Aortic Dissection: Complex Surgery Excellent Results

This article originally appeared in Connections, a magazine published for physicians and the community by UMass Memorial Medical Center.

Complex diseases of the thoracic aorta require care by a dedicated team of specialists working together to evaluate patients and tailor management plans to meet specific patients needs.

 
Heart and Vascular ICU Nurse Maureen Lynch and Stanley Tam, MD, visit with a patient as he recovers from a procedure.
"Acute type A aortic dissection is one of the few true emergencies in cardiovascular disease," said Stanley Tam, MD, chief of cardiothoracic surgery and co-director of the Heart and Vascular ICU at UMass Memorial Medical Center. An acute aortic dissection is a tear in the wall of the ascending aorta causing blood to flow between its inner and outer layers, forcing them apart. Type A describes a dissection involving the ascending aorta.

"As the dissection migrates toward the heart, it can create acute aortic insufficiency," Dr. Tam explained. "This dissection may further progress causing acute cardiac tamponade. Both conditions can lead to fatality."

The mortality rate is estimated to be about one percent per hour from the onset of symptoms, with a 50 percent mortality rate if the dissection is not treated within 48 hours, underscoring the urgency of prompt treatment.

"We are working with the region's emergency rooms to inform them of the protocol for managing these patients," Dr. Tam said, noting that initial emergency treatment is aimed at pain relief and reducing blood pressure to prevent progression of the dissection, reduce additional bleeding and prevent rupture. "Then we need to get patients into our operating room as soon as possible to resect and replace (with synthetic graft) the torn aorta to prevent the dissection from moving toward the heart," he continued. "If necessary, we also repair or replace the aortic valve. If there is a tear in the aortic arch, we replace that, too, reducing the potential of neurological compromise."
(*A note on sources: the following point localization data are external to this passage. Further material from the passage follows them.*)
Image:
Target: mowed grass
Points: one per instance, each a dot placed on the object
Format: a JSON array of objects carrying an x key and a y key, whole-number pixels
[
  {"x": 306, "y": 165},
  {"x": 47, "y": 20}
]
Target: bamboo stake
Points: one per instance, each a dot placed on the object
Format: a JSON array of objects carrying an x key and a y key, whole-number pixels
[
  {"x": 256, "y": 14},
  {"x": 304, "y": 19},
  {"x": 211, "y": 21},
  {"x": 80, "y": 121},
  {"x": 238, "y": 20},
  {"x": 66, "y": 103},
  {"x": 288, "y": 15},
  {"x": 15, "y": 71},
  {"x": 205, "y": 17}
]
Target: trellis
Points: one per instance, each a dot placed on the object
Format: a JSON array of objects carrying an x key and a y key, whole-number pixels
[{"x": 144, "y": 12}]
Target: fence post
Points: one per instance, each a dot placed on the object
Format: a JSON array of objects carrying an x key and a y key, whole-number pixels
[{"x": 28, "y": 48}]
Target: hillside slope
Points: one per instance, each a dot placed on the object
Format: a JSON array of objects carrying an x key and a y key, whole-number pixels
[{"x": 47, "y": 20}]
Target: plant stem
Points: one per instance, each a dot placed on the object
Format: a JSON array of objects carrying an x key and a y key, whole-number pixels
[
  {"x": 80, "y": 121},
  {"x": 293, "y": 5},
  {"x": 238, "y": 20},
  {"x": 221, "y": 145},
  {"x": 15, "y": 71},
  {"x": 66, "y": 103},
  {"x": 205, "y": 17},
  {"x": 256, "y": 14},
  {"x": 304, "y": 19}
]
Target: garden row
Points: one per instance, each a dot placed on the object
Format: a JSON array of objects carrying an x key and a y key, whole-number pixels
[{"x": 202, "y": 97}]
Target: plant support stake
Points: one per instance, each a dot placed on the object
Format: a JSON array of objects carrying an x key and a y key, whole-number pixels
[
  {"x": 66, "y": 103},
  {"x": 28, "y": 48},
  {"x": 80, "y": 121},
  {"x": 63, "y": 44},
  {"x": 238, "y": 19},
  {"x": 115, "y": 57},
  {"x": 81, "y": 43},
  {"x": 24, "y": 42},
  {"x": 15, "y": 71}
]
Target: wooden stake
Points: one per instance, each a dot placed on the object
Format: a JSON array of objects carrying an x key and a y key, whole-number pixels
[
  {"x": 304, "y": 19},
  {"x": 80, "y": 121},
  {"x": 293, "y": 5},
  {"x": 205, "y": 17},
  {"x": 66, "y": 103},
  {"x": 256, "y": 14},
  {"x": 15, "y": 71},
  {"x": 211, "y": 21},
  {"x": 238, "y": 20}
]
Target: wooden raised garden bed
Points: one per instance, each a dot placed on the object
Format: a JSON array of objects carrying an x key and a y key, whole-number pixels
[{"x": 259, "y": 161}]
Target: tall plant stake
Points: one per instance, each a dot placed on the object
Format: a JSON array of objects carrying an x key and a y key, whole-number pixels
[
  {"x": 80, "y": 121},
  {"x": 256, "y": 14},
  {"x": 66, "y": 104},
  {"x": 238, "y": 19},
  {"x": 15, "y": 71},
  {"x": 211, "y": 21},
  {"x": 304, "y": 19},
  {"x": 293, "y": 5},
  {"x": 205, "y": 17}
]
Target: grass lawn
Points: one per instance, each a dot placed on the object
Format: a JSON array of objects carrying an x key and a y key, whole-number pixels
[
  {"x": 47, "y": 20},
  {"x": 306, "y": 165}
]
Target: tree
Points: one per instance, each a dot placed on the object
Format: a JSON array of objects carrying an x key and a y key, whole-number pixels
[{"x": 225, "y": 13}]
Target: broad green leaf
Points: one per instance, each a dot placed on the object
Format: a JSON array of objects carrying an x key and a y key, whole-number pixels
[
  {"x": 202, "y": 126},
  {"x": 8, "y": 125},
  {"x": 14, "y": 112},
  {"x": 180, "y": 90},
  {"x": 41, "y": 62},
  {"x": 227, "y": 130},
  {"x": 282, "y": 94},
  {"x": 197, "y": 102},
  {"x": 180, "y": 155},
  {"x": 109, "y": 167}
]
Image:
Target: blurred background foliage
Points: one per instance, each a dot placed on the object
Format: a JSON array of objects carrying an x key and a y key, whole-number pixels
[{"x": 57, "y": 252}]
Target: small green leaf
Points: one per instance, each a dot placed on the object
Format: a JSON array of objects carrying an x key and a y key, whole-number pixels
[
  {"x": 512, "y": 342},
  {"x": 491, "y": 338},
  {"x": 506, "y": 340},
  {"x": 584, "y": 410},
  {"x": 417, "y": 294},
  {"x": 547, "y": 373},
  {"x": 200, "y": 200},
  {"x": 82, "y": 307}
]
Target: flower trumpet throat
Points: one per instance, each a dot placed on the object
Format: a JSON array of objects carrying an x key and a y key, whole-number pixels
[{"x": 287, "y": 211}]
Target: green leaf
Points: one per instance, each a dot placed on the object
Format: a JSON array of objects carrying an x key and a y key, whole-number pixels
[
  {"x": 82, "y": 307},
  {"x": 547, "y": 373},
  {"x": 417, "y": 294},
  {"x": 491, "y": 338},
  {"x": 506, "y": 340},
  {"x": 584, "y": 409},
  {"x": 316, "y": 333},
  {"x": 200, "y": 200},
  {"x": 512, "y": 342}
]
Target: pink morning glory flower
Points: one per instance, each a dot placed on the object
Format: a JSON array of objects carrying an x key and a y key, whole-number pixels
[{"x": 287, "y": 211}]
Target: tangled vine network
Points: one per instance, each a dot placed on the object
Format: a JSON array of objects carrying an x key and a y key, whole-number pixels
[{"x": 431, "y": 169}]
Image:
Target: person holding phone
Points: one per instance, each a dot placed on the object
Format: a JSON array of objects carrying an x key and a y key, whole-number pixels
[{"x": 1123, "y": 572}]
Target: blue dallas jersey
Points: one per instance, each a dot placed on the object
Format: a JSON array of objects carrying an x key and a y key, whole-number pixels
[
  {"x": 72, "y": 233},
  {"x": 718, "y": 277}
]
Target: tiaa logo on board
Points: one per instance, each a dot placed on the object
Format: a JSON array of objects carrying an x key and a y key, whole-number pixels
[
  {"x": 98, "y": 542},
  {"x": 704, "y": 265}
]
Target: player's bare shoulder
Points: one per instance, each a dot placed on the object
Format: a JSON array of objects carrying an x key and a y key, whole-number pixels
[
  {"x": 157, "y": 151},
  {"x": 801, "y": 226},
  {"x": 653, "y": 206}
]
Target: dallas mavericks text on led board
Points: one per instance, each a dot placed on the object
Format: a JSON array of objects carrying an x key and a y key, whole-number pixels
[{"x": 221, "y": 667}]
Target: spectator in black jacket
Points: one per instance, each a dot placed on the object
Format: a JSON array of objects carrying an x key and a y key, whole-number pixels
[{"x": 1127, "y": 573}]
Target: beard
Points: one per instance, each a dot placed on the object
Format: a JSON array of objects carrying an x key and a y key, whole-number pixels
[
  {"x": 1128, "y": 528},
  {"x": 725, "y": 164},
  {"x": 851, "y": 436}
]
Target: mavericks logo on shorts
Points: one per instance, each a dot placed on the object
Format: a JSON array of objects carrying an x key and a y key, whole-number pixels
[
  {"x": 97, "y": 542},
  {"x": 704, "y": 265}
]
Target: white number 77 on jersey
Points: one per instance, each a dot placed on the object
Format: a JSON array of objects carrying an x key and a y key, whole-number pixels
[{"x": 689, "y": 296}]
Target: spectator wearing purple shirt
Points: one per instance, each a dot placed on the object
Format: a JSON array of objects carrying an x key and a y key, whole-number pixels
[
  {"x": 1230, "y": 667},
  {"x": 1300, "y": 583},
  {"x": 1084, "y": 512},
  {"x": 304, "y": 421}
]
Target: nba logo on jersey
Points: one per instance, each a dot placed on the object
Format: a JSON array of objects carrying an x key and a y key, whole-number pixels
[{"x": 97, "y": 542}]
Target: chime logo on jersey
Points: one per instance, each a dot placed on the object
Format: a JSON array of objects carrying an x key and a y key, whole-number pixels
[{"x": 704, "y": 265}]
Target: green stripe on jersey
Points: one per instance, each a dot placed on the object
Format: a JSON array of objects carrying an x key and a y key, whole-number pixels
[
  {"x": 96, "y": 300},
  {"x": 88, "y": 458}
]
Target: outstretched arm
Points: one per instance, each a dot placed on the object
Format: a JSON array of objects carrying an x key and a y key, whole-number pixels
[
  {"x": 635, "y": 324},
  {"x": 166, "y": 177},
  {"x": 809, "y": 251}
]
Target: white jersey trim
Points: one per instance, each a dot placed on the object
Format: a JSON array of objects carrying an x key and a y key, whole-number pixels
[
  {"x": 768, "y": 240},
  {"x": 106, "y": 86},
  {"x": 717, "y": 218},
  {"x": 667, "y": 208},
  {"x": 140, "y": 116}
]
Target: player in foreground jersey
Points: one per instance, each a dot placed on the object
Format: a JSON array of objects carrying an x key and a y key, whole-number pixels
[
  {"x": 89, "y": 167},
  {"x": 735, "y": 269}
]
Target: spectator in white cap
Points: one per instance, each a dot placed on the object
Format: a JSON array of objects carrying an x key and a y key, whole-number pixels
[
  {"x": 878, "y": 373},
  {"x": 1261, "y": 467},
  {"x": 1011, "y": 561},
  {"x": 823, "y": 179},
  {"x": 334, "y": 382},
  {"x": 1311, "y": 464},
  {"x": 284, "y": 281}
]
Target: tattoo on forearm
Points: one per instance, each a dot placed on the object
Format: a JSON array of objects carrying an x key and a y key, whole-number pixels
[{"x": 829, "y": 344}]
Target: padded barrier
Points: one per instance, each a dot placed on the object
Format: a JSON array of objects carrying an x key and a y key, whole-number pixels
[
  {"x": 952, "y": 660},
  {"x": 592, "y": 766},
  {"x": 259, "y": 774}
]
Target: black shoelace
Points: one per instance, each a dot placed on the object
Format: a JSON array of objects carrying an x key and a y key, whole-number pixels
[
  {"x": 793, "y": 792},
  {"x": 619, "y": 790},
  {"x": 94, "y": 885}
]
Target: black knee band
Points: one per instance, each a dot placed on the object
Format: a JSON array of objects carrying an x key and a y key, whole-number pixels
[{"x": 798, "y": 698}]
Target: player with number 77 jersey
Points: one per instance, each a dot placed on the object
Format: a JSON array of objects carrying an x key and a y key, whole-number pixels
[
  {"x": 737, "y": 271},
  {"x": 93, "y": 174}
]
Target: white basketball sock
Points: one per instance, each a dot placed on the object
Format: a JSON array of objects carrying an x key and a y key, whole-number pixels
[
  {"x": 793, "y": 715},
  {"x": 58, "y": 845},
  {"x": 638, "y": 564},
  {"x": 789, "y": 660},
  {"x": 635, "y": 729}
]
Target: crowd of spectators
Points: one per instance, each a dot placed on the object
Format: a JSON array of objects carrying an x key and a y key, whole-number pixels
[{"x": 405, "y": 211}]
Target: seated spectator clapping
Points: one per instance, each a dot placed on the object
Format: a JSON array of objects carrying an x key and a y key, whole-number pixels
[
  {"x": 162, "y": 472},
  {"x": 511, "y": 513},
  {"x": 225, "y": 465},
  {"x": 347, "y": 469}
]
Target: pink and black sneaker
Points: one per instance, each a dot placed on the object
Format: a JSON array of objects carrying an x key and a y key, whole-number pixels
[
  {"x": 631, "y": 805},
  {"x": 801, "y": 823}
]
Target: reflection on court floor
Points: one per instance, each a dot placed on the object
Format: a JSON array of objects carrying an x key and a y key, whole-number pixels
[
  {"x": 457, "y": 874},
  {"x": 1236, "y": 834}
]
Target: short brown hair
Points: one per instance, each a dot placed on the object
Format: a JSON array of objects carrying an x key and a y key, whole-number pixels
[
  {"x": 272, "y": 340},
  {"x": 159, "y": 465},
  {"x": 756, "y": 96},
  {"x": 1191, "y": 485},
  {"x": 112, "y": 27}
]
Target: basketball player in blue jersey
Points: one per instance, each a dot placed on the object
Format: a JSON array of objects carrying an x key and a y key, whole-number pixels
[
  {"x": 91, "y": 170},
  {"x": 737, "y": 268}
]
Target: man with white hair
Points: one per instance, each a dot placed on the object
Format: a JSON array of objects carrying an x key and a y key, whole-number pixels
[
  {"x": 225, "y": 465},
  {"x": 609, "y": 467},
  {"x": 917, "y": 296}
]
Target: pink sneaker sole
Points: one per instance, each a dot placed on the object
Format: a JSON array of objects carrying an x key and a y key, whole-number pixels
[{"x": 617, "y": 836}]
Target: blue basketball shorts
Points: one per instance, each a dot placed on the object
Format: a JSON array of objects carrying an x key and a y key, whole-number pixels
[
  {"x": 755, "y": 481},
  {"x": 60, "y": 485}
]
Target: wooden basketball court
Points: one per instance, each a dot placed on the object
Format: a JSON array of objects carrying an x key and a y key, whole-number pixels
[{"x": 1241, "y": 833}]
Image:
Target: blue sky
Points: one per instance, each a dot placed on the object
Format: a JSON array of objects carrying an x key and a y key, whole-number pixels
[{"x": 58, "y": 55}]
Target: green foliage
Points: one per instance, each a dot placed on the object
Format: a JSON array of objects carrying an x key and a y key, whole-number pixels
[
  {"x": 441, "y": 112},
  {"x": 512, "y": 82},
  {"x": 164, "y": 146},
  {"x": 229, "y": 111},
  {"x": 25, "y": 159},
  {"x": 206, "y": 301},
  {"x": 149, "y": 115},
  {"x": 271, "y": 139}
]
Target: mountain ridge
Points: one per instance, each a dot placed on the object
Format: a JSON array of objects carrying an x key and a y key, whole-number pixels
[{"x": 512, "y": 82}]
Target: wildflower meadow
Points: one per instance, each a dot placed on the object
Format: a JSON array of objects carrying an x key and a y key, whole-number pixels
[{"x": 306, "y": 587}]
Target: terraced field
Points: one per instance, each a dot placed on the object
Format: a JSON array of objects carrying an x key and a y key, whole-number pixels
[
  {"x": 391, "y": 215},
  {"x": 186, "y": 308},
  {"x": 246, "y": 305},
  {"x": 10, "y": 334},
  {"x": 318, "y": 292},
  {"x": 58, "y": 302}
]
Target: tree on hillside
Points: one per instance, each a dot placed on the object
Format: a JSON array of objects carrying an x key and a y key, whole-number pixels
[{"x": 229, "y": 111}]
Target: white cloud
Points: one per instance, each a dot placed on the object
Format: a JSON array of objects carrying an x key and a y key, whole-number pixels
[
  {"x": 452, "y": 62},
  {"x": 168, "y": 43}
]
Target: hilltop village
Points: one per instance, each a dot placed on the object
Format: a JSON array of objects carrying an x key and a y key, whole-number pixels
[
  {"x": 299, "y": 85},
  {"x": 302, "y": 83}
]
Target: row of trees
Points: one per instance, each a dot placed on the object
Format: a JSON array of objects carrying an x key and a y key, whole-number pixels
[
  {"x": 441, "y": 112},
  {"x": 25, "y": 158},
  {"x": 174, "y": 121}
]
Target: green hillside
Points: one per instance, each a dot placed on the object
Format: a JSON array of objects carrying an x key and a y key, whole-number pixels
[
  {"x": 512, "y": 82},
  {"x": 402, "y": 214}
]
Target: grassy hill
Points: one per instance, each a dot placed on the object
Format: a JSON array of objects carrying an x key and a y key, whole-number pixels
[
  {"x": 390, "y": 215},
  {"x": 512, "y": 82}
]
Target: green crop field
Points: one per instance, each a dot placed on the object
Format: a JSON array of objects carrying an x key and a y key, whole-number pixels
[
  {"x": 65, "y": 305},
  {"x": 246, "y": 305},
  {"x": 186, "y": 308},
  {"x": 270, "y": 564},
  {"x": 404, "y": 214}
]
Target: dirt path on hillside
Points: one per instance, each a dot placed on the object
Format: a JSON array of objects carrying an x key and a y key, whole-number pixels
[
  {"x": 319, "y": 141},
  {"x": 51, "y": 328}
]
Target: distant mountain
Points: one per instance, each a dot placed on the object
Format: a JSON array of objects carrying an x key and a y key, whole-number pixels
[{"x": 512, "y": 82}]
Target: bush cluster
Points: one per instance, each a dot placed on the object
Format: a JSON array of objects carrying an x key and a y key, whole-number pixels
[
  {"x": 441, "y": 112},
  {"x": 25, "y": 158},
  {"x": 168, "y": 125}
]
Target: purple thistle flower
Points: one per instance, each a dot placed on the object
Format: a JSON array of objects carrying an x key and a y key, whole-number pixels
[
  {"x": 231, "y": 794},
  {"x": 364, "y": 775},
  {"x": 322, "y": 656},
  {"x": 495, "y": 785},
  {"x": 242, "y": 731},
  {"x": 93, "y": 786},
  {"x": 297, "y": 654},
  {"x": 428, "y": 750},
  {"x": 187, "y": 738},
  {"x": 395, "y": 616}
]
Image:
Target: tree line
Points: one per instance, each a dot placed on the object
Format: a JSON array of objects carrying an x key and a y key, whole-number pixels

Despite the complexity of this type of surgery, the mortality rate for UMass Memorial Medical Center is zero since Dr. Tam and his team began performing the procedure in 2006. (The national mortality rate is 20 percent.) It is an example of why the Society of Thoracic Surgeons awarded its highest quality designation - three stars - to the UMass Memorial Cardiac Surgery Program every year since 2006.

"We can do this complex operation very well," Dr. Tam stressed. "But we must get patients here as soon as possible."